# how good is philips shp2700



## abhi.eternal (Mar 8, 2008)

i want a good headphone, with which i can enjoy music, movies and esp. games. i saw philips shp2700 : it looked cool and was tagged at 1400/- in temptation m store (cmh road). i want to know how good is this set and any other options?


----------



## desiibond (Mar 8, 2008)

Get SHP2700. That is the one that has open aural design. Right. If yes, go for it. My friend has it. I tested it once and was amazed by it's sound.

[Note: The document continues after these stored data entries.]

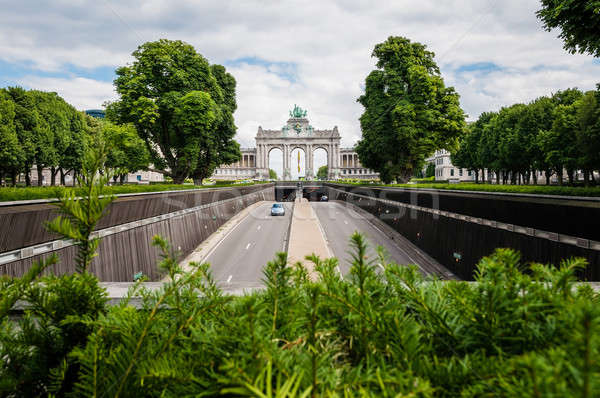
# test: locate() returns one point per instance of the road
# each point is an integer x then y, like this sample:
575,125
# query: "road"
238,259
339,222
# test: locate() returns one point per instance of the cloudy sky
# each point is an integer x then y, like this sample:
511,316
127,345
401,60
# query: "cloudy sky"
312,53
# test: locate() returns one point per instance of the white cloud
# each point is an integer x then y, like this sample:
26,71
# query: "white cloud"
329,43
80,92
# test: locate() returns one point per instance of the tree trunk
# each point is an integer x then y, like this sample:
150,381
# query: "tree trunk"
53,172
559,175
570,176
40,175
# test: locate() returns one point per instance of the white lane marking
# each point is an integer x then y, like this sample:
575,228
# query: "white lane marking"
205,259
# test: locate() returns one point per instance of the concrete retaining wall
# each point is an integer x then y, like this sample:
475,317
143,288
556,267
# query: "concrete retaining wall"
185,219
458,239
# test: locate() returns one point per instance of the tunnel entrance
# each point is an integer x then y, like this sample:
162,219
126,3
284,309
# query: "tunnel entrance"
285,194
314,194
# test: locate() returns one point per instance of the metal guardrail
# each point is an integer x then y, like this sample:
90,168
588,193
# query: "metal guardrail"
552,236
43,248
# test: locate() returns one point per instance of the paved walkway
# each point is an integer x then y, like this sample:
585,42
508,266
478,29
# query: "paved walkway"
306,236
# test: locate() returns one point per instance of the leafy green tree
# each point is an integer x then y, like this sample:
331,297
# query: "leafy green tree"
322,173
220,147
127,152
559,144
409,112
430,171
578,20
180,105
588,133
11,153
272,174
28,124
540,112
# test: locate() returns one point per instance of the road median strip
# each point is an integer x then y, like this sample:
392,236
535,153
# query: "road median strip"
306,236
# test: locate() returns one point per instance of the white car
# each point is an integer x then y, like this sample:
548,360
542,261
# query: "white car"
277,210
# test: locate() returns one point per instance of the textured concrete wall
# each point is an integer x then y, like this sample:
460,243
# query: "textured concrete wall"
459,238
185,219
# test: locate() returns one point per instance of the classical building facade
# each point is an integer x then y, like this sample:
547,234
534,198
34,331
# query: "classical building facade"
297,133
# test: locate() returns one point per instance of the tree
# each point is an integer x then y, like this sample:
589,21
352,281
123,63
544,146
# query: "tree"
180,105
578,20
430,171
11,153
322,173
468,155
27,124
224,150
559,143
588,132
409,112
127,152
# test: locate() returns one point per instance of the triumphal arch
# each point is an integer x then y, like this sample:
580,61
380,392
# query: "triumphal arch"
297,133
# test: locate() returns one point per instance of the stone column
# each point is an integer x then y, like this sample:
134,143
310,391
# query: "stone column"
286,162
310,167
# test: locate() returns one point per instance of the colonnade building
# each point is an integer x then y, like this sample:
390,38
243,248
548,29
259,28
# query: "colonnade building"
297,133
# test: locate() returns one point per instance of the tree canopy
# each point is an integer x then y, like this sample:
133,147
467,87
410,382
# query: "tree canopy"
578,21
272,174
181,106
409,112
550,134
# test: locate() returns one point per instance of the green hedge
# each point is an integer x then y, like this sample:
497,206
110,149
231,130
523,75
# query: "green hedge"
526,189
373,333
29,193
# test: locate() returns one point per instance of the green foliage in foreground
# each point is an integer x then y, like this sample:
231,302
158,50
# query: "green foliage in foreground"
528,189
389,333
29,193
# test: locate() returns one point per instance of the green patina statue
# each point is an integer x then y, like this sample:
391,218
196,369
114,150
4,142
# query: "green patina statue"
297,112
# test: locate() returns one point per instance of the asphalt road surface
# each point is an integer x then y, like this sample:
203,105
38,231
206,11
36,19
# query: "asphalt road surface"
238,259
339,222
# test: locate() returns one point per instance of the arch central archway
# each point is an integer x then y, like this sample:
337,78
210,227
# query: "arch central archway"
275,162
297,163
321,159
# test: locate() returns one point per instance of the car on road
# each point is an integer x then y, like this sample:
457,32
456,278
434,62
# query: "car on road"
277,210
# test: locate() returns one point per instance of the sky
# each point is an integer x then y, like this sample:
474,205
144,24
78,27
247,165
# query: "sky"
312,53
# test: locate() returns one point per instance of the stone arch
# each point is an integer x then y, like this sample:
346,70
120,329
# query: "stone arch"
320,157
298,170
275,162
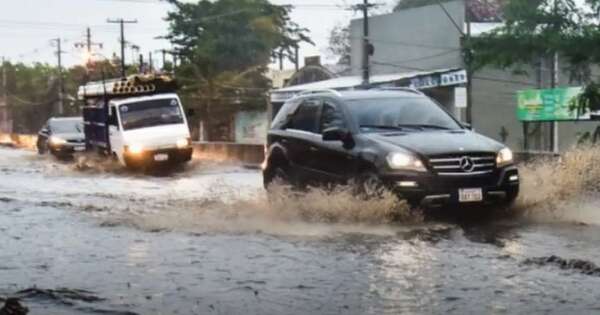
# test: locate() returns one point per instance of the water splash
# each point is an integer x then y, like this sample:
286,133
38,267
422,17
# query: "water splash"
554,189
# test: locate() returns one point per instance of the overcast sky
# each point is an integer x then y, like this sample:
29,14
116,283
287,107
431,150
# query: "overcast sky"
27,26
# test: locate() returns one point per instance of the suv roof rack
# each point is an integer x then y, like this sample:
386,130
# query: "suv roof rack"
317,91
399,88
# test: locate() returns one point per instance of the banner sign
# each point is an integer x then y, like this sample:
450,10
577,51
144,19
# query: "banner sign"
251,127
550,105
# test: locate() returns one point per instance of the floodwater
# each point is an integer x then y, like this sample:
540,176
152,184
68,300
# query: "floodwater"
206,240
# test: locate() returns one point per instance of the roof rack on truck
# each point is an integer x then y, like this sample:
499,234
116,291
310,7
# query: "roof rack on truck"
135,85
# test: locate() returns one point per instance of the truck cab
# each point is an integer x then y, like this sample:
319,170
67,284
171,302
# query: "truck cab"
139,121
149,130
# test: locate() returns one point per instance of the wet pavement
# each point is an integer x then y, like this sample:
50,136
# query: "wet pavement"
205,240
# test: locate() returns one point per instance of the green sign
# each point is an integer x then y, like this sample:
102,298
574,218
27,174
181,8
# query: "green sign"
549,105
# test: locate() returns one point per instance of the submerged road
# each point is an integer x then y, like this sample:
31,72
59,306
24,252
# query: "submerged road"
89,240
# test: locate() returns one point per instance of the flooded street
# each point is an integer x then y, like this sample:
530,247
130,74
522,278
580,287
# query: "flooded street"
206,241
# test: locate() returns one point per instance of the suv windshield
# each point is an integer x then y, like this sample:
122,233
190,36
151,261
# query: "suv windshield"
150,114
400,113
67,126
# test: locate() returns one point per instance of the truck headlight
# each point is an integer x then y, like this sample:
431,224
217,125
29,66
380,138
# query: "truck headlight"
183,143
135,149
405,161
505,157
57,140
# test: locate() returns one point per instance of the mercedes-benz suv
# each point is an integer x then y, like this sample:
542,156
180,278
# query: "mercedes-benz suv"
398,139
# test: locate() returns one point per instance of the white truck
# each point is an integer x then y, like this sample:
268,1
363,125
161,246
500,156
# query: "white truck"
138,120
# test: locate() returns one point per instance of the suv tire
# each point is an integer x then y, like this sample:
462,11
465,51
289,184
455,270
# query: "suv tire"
369,185
279,174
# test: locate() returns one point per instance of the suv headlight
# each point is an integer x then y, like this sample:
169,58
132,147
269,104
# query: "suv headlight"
405,161
505,157
54,140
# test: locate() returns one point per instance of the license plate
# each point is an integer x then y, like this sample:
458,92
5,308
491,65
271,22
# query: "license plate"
161,157
470,195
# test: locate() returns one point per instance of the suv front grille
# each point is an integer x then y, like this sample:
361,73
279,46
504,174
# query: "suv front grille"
463,164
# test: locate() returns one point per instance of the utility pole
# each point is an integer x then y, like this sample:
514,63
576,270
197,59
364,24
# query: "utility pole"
122,22
61,85
553,85
468,67
4,84
367,48
88,45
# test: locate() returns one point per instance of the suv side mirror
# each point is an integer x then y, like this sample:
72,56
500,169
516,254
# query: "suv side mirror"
336,134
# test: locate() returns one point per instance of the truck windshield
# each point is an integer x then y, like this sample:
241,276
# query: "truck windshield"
410,113
150,114
67,126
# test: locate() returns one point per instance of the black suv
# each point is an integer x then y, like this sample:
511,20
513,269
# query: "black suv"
399,139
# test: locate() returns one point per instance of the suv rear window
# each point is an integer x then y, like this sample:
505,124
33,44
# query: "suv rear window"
305,118
399,112
282,116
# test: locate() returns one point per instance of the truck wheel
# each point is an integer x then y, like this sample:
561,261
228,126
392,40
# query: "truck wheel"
42,148
278,175
511,196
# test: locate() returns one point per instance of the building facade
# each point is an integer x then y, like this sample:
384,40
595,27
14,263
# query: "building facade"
427,38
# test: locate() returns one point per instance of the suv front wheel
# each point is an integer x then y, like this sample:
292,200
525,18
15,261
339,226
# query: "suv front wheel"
278,174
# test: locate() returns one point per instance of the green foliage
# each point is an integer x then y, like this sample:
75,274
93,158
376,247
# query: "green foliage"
225,47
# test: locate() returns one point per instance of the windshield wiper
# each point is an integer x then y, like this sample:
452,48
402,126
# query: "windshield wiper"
383,127
424,126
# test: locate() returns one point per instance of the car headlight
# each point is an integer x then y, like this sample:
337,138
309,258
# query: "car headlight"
135,149
505,157
405,161
57,140
183,143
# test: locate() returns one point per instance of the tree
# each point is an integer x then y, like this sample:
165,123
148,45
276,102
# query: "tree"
226,45
339,44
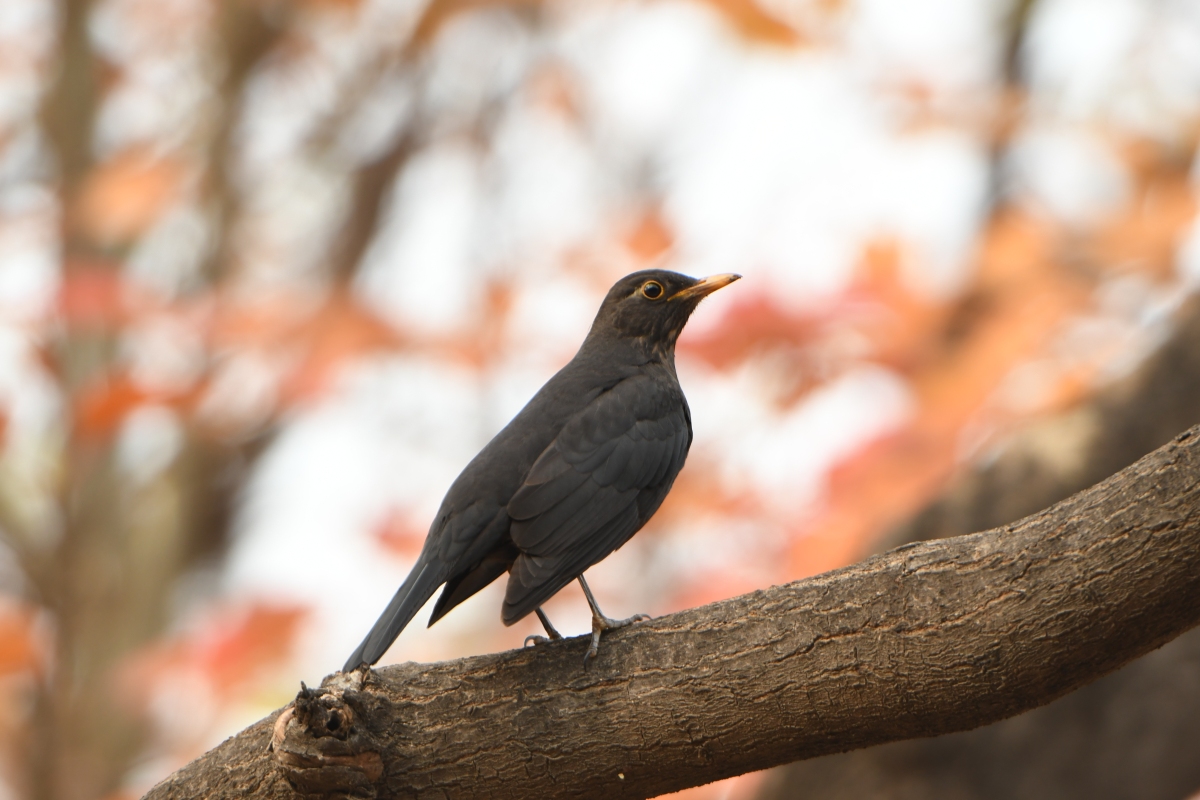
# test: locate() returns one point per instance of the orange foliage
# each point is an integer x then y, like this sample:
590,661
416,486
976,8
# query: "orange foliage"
93,295
231,651
754,23
400,535
18,645
1147,236
1026,296
125,196
649,238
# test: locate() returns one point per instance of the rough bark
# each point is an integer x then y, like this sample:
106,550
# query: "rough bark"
1128,737
929,638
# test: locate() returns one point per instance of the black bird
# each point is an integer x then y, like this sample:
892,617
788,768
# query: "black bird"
583,465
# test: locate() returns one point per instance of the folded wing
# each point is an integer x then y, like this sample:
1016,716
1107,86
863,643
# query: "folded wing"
593,487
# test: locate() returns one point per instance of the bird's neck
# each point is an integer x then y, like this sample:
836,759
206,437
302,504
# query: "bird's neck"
633,350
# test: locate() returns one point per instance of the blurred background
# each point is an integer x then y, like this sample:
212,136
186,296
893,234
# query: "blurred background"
271,271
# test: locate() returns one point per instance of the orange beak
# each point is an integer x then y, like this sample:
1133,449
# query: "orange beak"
706,287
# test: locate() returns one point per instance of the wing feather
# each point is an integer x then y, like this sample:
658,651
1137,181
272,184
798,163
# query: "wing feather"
594,487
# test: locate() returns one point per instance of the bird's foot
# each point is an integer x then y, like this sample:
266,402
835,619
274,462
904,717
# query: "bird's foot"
600,624
552,633
534,639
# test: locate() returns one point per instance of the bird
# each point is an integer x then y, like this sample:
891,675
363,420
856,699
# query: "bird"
571,477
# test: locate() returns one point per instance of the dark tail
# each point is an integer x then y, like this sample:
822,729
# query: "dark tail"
418,587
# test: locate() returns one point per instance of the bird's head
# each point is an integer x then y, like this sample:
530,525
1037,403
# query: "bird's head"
654,305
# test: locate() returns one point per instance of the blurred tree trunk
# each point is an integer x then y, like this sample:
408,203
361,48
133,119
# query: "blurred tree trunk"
924,639
1132,734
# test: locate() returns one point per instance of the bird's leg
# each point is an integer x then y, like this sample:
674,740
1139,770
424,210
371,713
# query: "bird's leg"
600,623
552,633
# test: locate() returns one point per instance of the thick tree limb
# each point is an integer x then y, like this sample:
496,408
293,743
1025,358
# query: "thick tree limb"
925,639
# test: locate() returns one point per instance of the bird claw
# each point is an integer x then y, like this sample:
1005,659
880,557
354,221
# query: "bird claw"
600,624
534,639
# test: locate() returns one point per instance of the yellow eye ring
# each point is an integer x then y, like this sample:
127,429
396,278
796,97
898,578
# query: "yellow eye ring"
652,290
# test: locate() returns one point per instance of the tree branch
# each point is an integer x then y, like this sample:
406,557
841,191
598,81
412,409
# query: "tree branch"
925,639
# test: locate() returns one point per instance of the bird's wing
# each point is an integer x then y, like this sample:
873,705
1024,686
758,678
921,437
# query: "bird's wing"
594,487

FYI, it has burn-in period where you have to play music through it for some 40-50 hours and then only you will find it's true potential. Don't panic when you get it home, plug it in and feel that the sound is tinny. slowly hour by hour the quality increases.


----------



## abhi.eternal (Mar 8, 2008)

how does it fare when playing games with heavy sfx?


----------



## desiibond (Mar 8, 2008)

Crystal clear and no distortion. This is all due to the open aural design. The sound or the extra bass doesn't stay trapped inside, anything extra comes out throught the pores on the headphone, thus creating distortion free sound. But, the sound is audible to others sitting near you as if it's coming out of neighbour's window. 

From wikipedia:

Open headphones, sometimes marketed as “open air” headphones, have an open grille on the back of the earcup, exposing the driver to the outside and allowing sound waves to propagate away from the ear freely. This backing type does not isolate the listener from outside sounds; in addition, sound through open headphones can be heard by others in the vicinity of the user. They usually have less distortion due to the lack of earcup resonances. Closed headphones have a sealed backing, which attenuates sound waves propagating away from the ear. As a result, listeners away from the headphones cannot hear the produced sound easily. In addition, sound from outside is attenuated by the sealed backing, providing a level of isolation to the listener. A sealed chamber is often claimed to have the negative effect of distorting sound in certain frequencies due to resonances within the earcup housing.


----------



## abhi.eternal (Mar 8, 2008)

as you say you have used it, is the sound heard by the 'listeners away' loud enough to wake them up from their sleep?!


----------



## desiibond (Mar 8, 2008)

No. That will not wake up people from their sleep. But when they are awake, they will certainly know what you are litening to 

That too only when they are sitting near you. Definitely not when they are in other room


----------